A Ceasefire and again Fighting
The first ceasefire (6.11.48 – 7.9.48) followed political activity at the U.N. Security Council concerning the problem in Israel. Bernadotte, the negotiator, demanded a two-way ceasefire. The IDF took advantage of the ceasefire to reorganize, to regain strength, to absorb new fighters, to conduct maneuvers and to arm itself with new weapons. During the ceasefire, the Burma Road was paved. On July 9, the Egyptians attacked and the battles lasted for ten days. In these battles, the IDF was united,with larger fighting forces, capable of initiating and attacking and with an air force…After another ceasefire, the critical stage was reached. Bitter battles were waged on all the fronts, which brought about an Israeli victory. In the South, Operation Yoav was conducted. This broke through the road to the Negev. In the North, Operation Hiram was waged, which led to Israel’s control of the Galilee. On the Egyptian front, the IDF conducted Operation Horev, which led to Israeli control of the Negev and the conquering of Eilat.
The Arabs were interested in a ceasefire since they were suffering multiple losses on the battlefield and they feared the expansion of Israel.
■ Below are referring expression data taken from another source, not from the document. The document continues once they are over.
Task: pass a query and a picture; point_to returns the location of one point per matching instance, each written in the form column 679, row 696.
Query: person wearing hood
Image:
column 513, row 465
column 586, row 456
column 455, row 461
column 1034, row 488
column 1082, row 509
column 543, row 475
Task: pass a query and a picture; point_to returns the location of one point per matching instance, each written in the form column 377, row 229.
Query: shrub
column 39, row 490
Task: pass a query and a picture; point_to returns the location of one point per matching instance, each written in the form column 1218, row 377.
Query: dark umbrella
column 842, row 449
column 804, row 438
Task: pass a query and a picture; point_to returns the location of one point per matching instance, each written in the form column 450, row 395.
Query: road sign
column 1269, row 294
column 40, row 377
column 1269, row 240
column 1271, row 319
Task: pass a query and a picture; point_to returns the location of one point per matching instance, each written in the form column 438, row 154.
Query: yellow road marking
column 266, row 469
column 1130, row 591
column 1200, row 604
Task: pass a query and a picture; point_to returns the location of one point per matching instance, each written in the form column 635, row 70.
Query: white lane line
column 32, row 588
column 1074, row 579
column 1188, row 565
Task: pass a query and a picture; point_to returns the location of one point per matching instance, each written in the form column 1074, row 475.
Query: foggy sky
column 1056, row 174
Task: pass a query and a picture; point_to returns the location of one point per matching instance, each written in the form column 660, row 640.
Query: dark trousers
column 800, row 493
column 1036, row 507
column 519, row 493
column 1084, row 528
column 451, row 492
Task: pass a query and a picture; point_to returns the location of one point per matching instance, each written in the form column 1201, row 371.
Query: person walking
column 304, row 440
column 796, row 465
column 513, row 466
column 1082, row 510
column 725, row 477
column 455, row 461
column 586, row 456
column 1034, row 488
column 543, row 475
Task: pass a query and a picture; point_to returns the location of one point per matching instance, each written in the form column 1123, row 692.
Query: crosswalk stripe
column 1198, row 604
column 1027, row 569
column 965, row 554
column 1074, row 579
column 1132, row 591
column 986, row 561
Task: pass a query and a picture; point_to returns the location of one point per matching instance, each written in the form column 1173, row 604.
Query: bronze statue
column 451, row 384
The Jews were interested in a ceasefire mostly because they needed to be able to absorb the masses of immigrants that were pouring into Israel. In addition, they also hoped that it would be a permanent ceasefire and that the U.N. would recognize the status of the State of Israel. Thus, on 7.20.49, the two sides agreed to a ceasefire. A supervisory body was set up in which U.N. observers were to supervise the ceasefire. In these agreements, a “green line” was demarcated which was Israel’s official border with Jordan until the Six Day War.